Андрей, обойдя довольно сильно, что было совершенно зря, вышел наконец к Мойке. Ему в лицо дохнул свежий аромат осенней воды, насквозь прозрачный и немного терпкий. Картина набережной была потрясающей: серый тяжелый гранит будто сдерживал бушующую страсть воды, обнимая Мойку, как ревнивую жену за талию; его руки смиряли и ласкали, а ровные зеленые полосы по обоим берегам придавали свежести этой семейной драме, милуя глаз. Напротив того берега, где шел Андрей, стояли стройной ровной линией, иногда уходя то вправо, то влево, огибая гранитную Мойку, четырех-пятиэтажные дома, нарядные, как на праздник. Они тянулись, казалось, бесконечно долго, ровно столько, сколько тянулась зеленоватая Мойка. Мосты с поразительной частотой сменяли друг друга. Он, похоже, уже и не замечал их.
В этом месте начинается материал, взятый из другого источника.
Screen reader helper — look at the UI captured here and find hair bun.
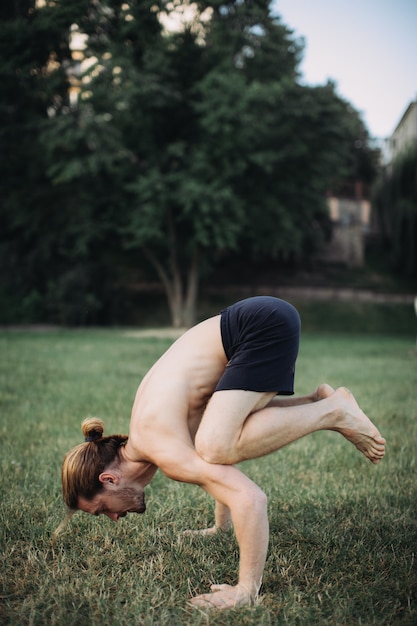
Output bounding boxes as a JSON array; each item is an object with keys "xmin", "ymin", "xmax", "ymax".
[{"xmin": 81, "ymin": 417, "xmax": 104, "ymax": 441}]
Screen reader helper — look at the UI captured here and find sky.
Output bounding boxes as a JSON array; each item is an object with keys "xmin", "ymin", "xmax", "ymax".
[{"xmin": 272, "ymin": 0, "xmax": 417, "ymax": 139}]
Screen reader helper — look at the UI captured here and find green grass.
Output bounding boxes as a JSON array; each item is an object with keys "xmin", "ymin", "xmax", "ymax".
[{"xmin": 0, "ymin": 330, "xmax": 417, "ymax": 626}]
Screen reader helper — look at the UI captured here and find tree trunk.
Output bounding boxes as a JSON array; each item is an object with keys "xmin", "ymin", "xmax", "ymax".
[{"xmin": 144, "ymin": 248, "xmax": 199, "ymax": 328}]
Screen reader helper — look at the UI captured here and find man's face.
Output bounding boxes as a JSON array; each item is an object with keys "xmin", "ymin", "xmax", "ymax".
[{"xmin": 78, "ymin": 483, "xmax": 146, "ymax": 522}]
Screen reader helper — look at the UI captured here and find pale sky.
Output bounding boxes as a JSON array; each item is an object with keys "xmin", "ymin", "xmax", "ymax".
[{"xmin": 273, "ymin": 0, "xmax": 417, "ymax": 138}]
И вдруг, сменяя однообразную гряду праздничных домов, набережная вдруг, разделенная на две параллельные части, будто гимнастка, села на прямой шпагат: стороны набережной разъехались по разные стороны от площади, а река нырнула под асфальтную мостовую. Слева буквально надвинулся Исаакий; неожиданно. Сколько раз Андрею уже приходилось видеть этого великана, то юркающего в густую зелень Александровского сада, то прячущегося за домами, домиками и домишками, похожими на размалеванные спичечные коробочки, но этот помпезный суровый вид Исаакиевского собора никогда не надоедал ему; к нему нельзя было привыкнуть, по крайней мере Андрей не мог. Сказкой какой-то был для Андрея Петербург. Он не видел страшной серости отдаленных районов, не замечал жестокой рыночной суеты с ее темнокожими продавцами-эмигрантами. Для него Петербург был и оставался сказочным городом. Такой он и есть, на самом деле...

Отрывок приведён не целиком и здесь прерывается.